Same CI check passed for the previous commit , before change log was added . Here is the older CI test result for Orquesta on py3.8 https://github.com/StackStorm/st2/actions/runs/9330762609/job/25684689576

Can someone retrigger the CI checks? Looks to be a transient issue.

cognifloyd commented 2 weeks ago

Looks good. I'm going to update the pantsbuild dependencies (the lockfile) here and then I'll merge.

cognifloyd commented 2 weeks ago

OK. Looking further into this: none of the code in this repo has a direct dependency on passlib or bcyrpt. The passlib dep comes from st2-auth-backend-flat-file: https://github.com/StackStorm/st2-auth-backend-flat-file/blob/master/requirements.txt

passlib>=1.7.1,<1.8.0

So, I think the passlib[bcrypt] extra should go in that file, not in this repo. WIP branch: https://github.com/StackStorm/st2-auth-backend-flat-file/compare/bcrypt-reqs-fix

I'm researching the issue with passlib+bcrypt.

The issue was introduced in bcrypt 4.1.0, which was yanked because of it. This PR moved some attributes around, and added a bcrypt._bcrypt.__version__ attribute, which made passlib assume it was py-bcrypt instead of bcrypt:

But, the error you posted is still present in at least bcrypt 4.1.1 and 4.1.2. That error occurs because bcrypt 4.1.0+ removed bcrypt.__about__, putting the vars under bcrypt._bcrypt and directly under bcrypt instead. That message comes from:

It should just be a logged warning message though, and the version var is only used for a debug log message. So, that error message should be a red herring.

@sravs-dev are there any other logged error messages?

cognifloyd commented 2 weeks ago

Here's the upstream passlib issue: https://foss.heptapod.net/python-libs/passlib/-/issues/190 Sounds like 1.7.5 will drop support for py-bcrypt and bcryptor to remove the bcrypt lib detection mess.

I'm still not sure why st2auth would fail when using bcrypt 4.1.* however since that warning is not fatal.
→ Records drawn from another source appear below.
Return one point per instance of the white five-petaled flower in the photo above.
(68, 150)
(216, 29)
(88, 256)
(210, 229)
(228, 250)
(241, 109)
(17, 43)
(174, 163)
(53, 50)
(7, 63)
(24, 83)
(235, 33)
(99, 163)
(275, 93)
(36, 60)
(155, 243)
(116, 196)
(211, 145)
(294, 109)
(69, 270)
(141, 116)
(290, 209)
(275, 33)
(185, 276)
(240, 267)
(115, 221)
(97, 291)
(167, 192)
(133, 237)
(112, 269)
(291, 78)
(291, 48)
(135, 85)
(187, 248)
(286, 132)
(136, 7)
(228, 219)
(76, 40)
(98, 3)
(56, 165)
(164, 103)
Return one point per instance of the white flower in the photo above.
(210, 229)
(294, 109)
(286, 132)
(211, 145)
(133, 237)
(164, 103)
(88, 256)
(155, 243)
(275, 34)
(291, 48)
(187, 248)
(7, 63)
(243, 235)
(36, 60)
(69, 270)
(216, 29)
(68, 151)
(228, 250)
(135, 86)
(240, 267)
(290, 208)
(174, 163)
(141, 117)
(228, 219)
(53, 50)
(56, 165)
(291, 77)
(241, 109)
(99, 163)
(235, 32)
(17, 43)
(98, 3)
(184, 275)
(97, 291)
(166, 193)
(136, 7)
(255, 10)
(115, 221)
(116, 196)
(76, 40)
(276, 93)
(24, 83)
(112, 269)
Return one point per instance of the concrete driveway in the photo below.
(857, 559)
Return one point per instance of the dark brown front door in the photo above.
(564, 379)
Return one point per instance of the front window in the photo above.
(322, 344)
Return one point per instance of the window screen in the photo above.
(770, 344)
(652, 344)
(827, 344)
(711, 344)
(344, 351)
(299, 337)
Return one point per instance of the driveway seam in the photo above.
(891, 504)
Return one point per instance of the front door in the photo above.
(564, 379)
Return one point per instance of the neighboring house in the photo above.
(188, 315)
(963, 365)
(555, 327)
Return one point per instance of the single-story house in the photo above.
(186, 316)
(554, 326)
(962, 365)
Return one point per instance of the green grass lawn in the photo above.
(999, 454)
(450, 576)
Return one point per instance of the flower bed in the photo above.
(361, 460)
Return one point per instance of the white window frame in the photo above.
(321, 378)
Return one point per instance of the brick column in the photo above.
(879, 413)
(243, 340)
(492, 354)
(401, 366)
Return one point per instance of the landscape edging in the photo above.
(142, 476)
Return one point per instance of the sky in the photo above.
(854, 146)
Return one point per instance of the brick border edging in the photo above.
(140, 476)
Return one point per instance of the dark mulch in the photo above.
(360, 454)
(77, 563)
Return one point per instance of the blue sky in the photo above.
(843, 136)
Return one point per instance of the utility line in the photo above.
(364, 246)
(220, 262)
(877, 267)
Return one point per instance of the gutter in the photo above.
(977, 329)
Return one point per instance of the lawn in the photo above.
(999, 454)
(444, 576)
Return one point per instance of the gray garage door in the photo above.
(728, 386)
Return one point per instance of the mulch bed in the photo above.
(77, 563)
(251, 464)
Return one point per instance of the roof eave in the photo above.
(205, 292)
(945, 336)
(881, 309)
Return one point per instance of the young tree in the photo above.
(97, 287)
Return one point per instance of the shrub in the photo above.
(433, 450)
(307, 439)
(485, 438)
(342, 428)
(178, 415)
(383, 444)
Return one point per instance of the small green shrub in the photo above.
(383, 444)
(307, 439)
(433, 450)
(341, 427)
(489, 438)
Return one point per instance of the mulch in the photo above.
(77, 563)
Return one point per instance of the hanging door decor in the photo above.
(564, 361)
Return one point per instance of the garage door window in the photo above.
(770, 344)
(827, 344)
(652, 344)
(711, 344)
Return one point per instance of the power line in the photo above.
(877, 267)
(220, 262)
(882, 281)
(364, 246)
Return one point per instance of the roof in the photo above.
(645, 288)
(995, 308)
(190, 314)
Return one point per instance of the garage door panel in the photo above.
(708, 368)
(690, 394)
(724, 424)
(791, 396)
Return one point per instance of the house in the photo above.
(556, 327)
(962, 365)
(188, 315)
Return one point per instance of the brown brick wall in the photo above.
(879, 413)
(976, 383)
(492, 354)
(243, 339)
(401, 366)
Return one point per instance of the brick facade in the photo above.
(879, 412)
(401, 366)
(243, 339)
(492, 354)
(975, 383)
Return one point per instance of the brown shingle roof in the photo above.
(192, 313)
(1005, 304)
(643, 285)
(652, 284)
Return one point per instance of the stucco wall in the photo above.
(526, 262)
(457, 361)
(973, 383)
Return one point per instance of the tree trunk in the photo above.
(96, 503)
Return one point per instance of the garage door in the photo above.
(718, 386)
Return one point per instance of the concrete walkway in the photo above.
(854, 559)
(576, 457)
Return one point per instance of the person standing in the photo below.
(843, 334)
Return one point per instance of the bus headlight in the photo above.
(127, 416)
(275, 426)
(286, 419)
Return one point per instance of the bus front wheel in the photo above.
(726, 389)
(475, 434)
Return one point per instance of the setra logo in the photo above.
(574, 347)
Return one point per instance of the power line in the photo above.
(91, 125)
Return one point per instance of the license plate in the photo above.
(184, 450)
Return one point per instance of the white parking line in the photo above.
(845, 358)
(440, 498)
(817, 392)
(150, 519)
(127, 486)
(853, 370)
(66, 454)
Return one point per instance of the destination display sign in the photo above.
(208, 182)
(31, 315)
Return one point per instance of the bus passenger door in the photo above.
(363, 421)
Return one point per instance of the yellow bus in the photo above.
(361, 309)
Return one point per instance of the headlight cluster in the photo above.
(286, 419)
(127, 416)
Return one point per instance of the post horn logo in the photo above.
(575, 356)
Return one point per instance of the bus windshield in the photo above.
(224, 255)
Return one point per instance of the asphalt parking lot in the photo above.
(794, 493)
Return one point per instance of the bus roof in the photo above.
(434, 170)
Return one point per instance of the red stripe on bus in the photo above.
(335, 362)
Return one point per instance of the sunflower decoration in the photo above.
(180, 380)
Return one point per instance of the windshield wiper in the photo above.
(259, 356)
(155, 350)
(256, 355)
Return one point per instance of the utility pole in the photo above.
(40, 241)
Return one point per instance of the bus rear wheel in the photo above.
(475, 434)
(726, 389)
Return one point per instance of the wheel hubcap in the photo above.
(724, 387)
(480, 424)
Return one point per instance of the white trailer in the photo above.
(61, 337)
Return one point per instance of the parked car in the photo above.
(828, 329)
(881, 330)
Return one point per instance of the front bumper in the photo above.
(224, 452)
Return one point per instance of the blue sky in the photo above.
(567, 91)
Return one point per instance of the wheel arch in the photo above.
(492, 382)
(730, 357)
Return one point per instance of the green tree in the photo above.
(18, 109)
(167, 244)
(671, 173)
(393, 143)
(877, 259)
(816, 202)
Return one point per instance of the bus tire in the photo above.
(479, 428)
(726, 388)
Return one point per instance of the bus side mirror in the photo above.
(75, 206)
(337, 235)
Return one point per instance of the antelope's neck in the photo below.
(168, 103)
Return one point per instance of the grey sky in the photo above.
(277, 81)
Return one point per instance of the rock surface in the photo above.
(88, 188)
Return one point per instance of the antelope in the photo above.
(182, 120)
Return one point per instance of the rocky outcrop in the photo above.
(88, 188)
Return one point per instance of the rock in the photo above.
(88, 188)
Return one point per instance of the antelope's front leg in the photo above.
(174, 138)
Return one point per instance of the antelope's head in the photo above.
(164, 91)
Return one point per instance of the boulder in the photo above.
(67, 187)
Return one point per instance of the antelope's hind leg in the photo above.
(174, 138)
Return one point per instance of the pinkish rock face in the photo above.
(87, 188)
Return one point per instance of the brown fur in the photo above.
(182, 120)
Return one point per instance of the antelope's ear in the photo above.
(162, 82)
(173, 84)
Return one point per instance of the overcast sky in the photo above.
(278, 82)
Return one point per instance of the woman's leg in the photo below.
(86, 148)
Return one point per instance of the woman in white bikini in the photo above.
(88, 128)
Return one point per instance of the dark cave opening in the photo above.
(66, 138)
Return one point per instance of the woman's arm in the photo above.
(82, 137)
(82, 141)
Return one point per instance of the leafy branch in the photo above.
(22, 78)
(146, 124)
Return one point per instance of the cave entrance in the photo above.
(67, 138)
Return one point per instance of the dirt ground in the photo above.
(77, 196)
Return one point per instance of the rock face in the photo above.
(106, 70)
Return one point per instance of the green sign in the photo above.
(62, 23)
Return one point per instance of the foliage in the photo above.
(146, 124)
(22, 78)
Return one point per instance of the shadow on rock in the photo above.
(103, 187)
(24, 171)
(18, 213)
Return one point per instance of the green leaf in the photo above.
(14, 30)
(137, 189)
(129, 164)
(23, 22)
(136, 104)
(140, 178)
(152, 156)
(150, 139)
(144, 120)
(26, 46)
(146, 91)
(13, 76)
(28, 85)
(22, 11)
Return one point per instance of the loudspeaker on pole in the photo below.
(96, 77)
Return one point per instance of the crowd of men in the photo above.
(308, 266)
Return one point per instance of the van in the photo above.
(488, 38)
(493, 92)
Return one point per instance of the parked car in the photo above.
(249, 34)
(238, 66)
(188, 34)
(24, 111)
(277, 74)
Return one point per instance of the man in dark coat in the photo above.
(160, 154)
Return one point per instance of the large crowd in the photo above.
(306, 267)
cognifloyd commented 2 weeks ago

Here's an upstream bcrypt issue about the passlib warning message: https://github.com/pyca/bcrypt/issues/684 They also point out that this is a warning, and passlib+bcrypt should still function without issue.

So, we need to find a different root cause for the reported "st2auth fails to startup" issue, and why downgrading bcrypt would ameliorate that.

sravs-dev commented 2 weeks ago

@cognifloyd Thank you so much for digging into this. I couldn't find any other error message in st2auth logs. Let me rerun st2 on rhel9 and double check.